If an interest in a closely held business arises during the marriage, divorce will typically involve the distribution of the business to one spouse; a buy-out of the other’s interest is often necessary, as divorcing spouses cannot be expected to work together. However, where spouses will have little contact, the court may award the business to both spouses. Sometimes a trustee may be appointed to oversee the operations of the business.
To determine the buy-out price, parties must rely on expert opinions. The valuation most commonly performed is according to the price that a business could attract in the open market, that is, what a willing buyer would pay a willing seller when neither is under any pressure to buy or sell. Tax Revenue Ruling 59-60 dictates
review of all relevant factors, including: 1) the nature and history of the business; 2) the economy and economic outlook; 3) book value; 4) earnings; 5) dividends; 6) intangible value such as goodwill; 7) actual sales similar companies; and 8) the stock value of similar publicly traded companies.

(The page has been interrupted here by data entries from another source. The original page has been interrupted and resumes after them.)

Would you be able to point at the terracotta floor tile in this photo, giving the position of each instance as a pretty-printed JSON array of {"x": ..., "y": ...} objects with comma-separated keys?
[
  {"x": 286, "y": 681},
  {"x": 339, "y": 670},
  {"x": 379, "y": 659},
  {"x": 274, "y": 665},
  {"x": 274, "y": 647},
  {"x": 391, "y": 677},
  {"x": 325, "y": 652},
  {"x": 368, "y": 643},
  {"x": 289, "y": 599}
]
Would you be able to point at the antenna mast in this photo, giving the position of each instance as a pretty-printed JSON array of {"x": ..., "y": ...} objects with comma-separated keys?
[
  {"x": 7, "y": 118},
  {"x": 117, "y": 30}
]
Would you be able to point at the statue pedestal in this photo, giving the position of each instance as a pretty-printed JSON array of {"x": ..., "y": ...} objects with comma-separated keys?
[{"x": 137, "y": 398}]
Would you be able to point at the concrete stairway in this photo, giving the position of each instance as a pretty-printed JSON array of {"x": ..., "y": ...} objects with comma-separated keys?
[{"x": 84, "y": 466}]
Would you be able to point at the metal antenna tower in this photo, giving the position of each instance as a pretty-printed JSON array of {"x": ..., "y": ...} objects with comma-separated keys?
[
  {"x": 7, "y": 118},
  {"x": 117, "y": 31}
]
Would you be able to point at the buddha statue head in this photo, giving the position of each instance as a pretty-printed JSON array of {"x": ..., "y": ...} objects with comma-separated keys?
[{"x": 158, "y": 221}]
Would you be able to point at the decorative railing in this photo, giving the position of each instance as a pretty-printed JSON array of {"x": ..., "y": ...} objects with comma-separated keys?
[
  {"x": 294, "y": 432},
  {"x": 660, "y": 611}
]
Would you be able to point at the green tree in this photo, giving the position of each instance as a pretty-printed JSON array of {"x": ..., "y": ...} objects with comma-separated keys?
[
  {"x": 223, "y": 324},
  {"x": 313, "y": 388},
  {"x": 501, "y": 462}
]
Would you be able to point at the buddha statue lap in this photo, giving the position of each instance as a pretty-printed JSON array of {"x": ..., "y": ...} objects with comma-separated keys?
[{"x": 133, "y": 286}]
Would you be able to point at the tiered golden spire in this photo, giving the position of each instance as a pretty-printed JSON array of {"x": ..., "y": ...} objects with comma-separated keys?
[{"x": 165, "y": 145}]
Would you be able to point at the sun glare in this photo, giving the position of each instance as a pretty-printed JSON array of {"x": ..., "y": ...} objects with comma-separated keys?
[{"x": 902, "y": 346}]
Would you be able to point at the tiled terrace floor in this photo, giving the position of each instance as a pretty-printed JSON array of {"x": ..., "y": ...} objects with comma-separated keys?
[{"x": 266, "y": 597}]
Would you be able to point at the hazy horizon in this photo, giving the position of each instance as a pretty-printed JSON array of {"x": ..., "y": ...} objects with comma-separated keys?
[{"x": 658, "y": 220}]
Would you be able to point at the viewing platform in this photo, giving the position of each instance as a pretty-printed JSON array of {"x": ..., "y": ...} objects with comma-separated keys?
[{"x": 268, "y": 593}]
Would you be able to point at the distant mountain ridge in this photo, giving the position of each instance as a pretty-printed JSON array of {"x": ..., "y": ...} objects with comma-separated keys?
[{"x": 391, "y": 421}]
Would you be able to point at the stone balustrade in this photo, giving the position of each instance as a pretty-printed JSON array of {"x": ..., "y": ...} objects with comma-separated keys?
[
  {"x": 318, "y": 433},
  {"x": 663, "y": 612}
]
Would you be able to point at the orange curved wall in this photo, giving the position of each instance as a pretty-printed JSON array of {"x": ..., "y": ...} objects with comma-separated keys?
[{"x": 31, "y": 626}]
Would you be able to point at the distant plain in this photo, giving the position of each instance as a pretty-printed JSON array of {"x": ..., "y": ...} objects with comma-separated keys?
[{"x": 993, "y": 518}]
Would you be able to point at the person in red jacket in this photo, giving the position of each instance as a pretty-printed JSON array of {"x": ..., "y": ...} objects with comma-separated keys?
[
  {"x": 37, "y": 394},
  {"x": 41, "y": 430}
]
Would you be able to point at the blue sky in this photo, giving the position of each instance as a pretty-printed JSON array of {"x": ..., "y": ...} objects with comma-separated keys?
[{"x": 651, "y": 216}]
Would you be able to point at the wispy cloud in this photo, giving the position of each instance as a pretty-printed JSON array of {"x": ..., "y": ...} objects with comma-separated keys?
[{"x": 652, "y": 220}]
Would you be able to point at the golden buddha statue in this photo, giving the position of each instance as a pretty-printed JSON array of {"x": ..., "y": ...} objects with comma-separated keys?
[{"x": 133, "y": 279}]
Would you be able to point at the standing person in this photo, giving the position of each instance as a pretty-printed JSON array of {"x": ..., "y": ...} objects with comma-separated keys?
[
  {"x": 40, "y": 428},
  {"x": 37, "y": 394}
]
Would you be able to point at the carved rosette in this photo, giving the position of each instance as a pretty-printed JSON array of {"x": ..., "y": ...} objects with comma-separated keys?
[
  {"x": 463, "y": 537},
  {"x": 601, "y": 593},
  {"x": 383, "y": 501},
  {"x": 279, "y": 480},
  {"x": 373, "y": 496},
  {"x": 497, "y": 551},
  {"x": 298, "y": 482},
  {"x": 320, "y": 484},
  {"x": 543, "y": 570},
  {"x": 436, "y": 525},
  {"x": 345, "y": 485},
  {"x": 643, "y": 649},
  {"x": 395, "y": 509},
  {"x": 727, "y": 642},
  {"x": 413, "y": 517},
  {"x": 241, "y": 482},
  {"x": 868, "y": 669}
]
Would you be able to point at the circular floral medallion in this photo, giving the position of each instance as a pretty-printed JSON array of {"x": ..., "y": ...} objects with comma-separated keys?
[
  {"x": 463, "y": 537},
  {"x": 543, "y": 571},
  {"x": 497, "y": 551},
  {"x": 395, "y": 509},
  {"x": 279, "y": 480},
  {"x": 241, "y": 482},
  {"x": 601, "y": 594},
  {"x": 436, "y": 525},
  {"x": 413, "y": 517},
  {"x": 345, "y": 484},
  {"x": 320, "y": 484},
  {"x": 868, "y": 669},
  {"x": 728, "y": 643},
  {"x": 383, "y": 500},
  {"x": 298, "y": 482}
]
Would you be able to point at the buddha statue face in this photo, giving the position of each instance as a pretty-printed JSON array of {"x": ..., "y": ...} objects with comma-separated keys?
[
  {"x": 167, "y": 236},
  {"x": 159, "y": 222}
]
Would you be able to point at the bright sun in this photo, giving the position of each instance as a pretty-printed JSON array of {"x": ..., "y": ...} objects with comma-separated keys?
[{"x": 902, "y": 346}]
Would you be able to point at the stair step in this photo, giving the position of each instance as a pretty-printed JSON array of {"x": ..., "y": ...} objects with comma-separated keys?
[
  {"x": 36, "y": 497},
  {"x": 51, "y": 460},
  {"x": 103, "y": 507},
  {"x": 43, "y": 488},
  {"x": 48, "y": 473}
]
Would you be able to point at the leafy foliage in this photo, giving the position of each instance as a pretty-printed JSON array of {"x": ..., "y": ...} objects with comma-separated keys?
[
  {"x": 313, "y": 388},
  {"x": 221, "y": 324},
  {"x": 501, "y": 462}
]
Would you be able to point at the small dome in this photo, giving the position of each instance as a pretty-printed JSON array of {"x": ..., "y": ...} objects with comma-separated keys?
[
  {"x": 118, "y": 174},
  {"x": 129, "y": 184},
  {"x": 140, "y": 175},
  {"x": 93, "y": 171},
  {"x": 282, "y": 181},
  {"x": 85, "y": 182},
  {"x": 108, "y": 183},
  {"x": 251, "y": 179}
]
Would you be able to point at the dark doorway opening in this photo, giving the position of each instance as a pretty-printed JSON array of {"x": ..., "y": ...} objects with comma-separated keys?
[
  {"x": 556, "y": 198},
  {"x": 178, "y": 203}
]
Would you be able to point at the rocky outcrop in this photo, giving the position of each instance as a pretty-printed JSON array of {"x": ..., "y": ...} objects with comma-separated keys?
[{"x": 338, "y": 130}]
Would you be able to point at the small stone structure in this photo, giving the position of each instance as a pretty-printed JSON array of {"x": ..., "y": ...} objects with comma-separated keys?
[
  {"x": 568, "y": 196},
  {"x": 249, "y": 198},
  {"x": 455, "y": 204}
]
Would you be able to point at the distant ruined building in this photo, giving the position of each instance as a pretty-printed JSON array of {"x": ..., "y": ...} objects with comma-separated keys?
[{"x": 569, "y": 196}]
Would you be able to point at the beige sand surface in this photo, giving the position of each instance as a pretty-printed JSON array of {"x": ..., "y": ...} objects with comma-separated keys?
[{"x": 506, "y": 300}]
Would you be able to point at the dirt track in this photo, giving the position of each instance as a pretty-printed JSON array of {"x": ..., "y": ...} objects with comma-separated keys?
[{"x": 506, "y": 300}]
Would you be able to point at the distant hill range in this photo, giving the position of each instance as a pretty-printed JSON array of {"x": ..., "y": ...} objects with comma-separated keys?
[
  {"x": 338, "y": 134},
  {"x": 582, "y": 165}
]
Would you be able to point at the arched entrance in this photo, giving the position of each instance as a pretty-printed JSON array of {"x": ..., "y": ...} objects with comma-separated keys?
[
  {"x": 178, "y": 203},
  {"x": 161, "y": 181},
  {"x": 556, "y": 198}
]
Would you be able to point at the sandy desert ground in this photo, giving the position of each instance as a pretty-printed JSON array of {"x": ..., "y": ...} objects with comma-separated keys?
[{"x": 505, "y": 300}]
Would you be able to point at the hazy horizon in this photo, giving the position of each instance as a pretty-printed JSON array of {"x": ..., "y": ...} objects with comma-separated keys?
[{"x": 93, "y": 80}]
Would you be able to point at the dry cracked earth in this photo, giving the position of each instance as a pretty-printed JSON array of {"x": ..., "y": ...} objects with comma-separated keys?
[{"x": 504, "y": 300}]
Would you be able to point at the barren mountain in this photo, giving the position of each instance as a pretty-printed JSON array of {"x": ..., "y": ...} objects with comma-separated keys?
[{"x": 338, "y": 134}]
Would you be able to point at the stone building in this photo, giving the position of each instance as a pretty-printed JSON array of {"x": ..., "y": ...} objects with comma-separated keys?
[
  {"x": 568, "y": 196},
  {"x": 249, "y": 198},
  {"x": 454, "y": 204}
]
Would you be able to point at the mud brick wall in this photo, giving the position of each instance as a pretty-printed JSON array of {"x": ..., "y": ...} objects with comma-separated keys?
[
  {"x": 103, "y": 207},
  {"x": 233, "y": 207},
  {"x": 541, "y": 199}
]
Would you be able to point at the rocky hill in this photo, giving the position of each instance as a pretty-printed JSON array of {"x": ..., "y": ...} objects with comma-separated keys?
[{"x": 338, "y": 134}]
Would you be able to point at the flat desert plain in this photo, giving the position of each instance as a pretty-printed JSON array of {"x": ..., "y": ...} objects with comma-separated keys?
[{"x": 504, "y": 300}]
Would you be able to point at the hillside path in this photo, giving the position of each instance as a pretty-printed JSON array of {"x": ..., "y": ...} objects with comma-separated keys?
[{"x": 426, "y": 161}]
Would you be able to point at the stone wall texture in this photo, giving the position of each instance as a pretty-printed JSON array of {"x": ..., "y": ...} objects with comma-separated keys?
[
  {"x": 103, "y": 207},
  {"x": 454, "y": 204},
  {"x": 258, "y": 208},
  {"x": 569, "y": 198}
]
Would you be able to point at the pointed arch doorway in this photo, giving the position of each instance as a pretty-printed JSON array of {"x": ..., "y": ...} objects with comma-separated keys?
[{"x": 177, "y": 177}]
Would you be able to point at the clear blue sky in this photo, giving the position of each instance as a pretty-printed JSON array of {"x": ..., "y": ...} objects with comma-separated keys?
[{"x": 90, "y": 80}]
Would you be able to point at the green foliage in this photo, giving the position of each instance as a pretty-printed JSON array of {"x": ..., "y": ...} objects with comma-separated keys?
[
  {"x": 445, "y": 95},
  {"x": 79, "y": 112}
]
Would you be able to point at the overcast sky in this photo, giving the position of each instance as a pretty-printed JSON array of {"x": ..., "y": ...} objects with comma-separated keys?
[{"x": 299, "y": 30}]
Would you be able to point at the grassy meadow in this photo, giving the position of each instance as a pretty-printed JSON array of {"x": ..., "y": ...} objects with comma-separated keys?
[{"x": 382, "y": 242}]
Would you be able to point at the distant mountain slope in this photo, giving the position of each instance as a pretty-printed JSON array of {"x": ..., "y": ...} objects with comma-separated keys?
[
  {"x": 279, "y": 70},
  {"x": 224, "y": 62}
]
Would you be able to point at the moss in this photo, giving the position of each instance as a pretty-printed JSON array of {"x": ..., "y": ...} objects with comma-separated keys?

The “goodwill” of a business may or may not be appropriate for valuation. “Goodwill” is an intangible asset that may be defined as the reasonable expectancy of repeat business that will ultimately generate more revenue than the assets of the company alone. Accordingly, most any successful business will have goodwill; however, if the goodwill is solely due to the positive reputation of a single person, such goodwill will not be something that can be distributed in a divorce.